El modernismo nos sitúa ante la pregunta sobre la capacidad del cristianismo de encarnarse en cada tiempo, de comprender con agilidad el «signo de los tiempos». A primera vista, los rápidos cambios en la cultura y en las costumbres sociales, tan propios de nuestros dos últimos siglos, sorprenden a la Iglesia a contrapié, sin capacidad de reaccionar, de forma que la primera respuesta siempre es negativa, condenatoria. El Syllabus y la Mirari vos, documentos de Pío IX y Gregorio XVI, han quedado en la historia como ejemplos de una actitud retrógrada, incapaz de comprender la evolución de la cultura y de los métodos científicos, la evolución de unos pueblos que gozaban con la democracia, las libertades, la bonanza social, a pesar de las dificultades existentes.

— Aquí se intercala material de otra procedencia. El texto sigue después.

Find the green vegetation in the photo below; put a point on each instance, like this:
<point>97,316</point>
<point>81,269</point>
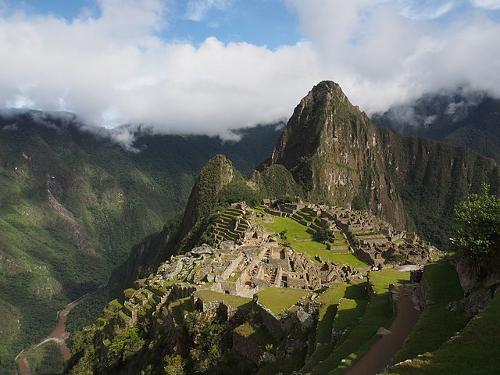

Esta reacción no indicaba que no hubiese en el cristianismo numerosos creyentes presentes entre los exponentes más cualificados de estos cambios, pero quienes se imponían eran los más conservadores, los más integristas. En general, la curia romana participaba de una mentalidad propia del Antiguo Régimen, en una sociedad uniforme y confesional, en la que resultaba impensable la libertad de pensamiento, el pluralismo, la libertad de conciencia. Formados en una filosofía escolástica ya caduca y en una teología en la que la historia de la Iglesia, los estudios bíblicos y la patrología mantenían unos métodos ya superados, les resultaba espontáneo condenar cualquier novedad. El siglo XIX resultó desconcertante para la vida eclesial, con unos papas que no fueron capaces de abordar y reconocer la nueva situación. León XIII comenzó a renovarla, pero el pontificado de Pío X supuso un severo retroceso.